Nationhood, Executive Power and the Australian Constitution Dr Peta Stephenson (Hart, 2022)

The High Court has recognised ‘there is to be deduced from the existence and character of the Commonwealth as a national government and from the presence of ss 51(xxxix) and 61 a capacity to engage in enterprises and activities peculiarly adapted to the government of a nation and which cannot otherwise be carried on for the benefit of the nation’.1


Notwithstanding Mason J’s caution that the scope of the nationhood power was not unlimited, and could not be exercised to effect a ‘radical transformation’ of the federation, as Dr Stephenson explains the Commonwealth has extensively relied upon the nationhood power to support executive action to commemorate events of national significance,2 to implement controversial spending programs such as the National School Chaplaincy Program,3 to respond to national emergencies,4 and to prevent non-citizens from entering Australia.5

Dr Stephenson’s book is an exploration of the scope of, and limitations upon, the nationhood power. Part I describes the executive power of the Commonwealth, and the place of the nationhood power within it, importantly analysing the distinctions drawn by the High Court between the nationhood power and the prerogative powers and capacities of the Crown.

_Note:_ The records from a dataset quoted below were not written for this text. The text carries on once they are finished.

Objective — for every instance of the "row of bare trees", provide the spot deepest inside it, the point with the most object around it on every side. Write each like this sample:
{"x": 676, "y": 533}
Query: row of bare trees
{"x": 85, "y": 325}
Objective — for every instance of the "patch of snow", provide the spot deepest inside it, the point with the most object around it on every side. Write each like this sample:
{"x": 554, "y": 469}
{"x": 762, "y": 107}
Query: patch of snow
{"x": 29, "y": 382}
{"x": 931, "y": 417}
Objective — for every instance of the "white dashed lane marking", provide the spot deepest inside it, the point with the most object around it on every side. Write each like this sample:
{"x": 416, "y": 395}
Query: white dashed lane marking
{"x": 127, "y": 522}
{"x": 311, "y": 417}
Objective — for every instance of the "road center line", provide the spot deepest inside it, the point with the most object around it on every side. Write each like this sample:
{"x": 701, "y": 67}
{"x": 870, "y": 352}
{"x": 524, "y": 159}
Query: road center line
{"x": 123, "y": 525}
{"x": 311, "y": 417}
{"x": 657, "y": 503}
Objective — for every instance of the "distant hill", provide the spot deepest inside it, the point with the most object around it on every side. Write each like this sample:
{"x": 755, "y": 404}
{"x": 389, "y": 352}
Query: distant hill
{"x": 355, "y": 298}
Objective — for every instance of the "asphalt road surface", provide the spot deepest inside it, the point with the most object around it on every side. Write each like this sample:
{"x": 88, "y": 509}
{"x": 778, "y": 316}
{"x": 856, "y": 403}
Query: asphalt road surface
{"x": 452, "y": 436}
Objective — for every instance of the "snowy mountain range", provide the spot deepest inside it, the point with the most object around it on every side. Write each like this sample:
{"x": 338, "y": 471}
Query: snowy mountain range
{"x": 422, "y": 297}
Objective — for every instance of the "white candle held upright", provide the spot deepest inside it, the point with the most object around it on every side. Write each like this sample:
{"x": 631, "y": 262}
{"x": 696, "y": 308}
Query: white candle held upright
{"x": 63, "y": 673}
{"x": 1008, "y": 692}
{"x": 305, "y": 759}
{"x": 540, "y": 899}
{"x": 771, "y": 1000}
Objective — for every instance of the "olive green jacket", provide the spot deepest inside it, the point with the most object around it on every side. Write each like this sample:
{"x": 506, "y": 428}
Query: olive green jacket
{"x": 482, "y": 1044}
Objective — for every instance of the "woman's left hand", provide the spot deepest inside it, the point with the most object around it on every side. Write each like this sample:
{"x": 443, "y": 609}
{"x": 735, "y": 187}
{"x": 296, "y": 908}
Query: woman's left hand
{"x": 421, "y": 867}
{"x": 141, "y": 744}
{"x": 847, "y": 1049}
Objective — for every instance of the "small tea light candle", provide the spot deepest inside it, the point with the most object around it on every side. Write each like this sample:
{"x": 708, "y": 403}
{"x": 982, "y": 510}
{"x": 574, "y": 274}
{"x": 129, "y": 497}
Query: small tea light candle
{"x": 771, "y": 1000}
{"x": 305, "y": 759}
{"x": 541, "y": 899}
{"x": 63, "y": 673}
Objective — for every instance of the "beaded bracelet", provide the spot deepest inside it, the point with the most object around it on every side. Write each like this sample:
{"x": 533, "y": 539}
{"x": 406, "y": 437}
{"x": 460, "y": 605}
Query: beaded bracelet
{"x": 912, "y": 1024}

Part II provides a detailed analysis of the High Court’s consideration of the scope of the nationhood power, providing the basis for a consideration of the capacity of the nationhood power to support executive action in two contentious areas: the use of the Australian Defence Force to deal with internal security and national emergencies; and in support of executive action in immigration and border protection.

Part III then addresses the limitations upon the scope of the nationhood power, in particular those derived from the federal distribution of powers in the Constitution. As Professor Twomey notes in her ‘Foreword’, there are very many difficult and unanswered questions about the relationship between prerogative powers and the executive nationhood power, non-statutory and statutory executive powers, and the incidental power in s 51(xxxix). These ‘mind-bending dilemmas’ are not wholly answered by Dr Stephenson.

However, her book provides a detailed roadmap for analysis of these issues, anchored in her methodical analysis of the breadcrumbs scattered throughout the limited caselaw.

Reviewed by Dominic Villa SC

ENDNOTES

1 Davis v Commonwealth (1988) 166 CLR 79 per Mason J at 397.

2 Davis v Commonwealth (1988) 166 CLR 79.

3 A reliance that was rejected by the High Court in Williams v Commonwealth (No 1) (2012) 248 CLR 156 and again in Williams v Commonwealth (No 2) (2014) 252 CLR 416.

4 Pape v Federal Commissioner of Taxation (2009) 238 CLR 1.

5 Ruddock v Vardalis (2001) 238 CLR 1.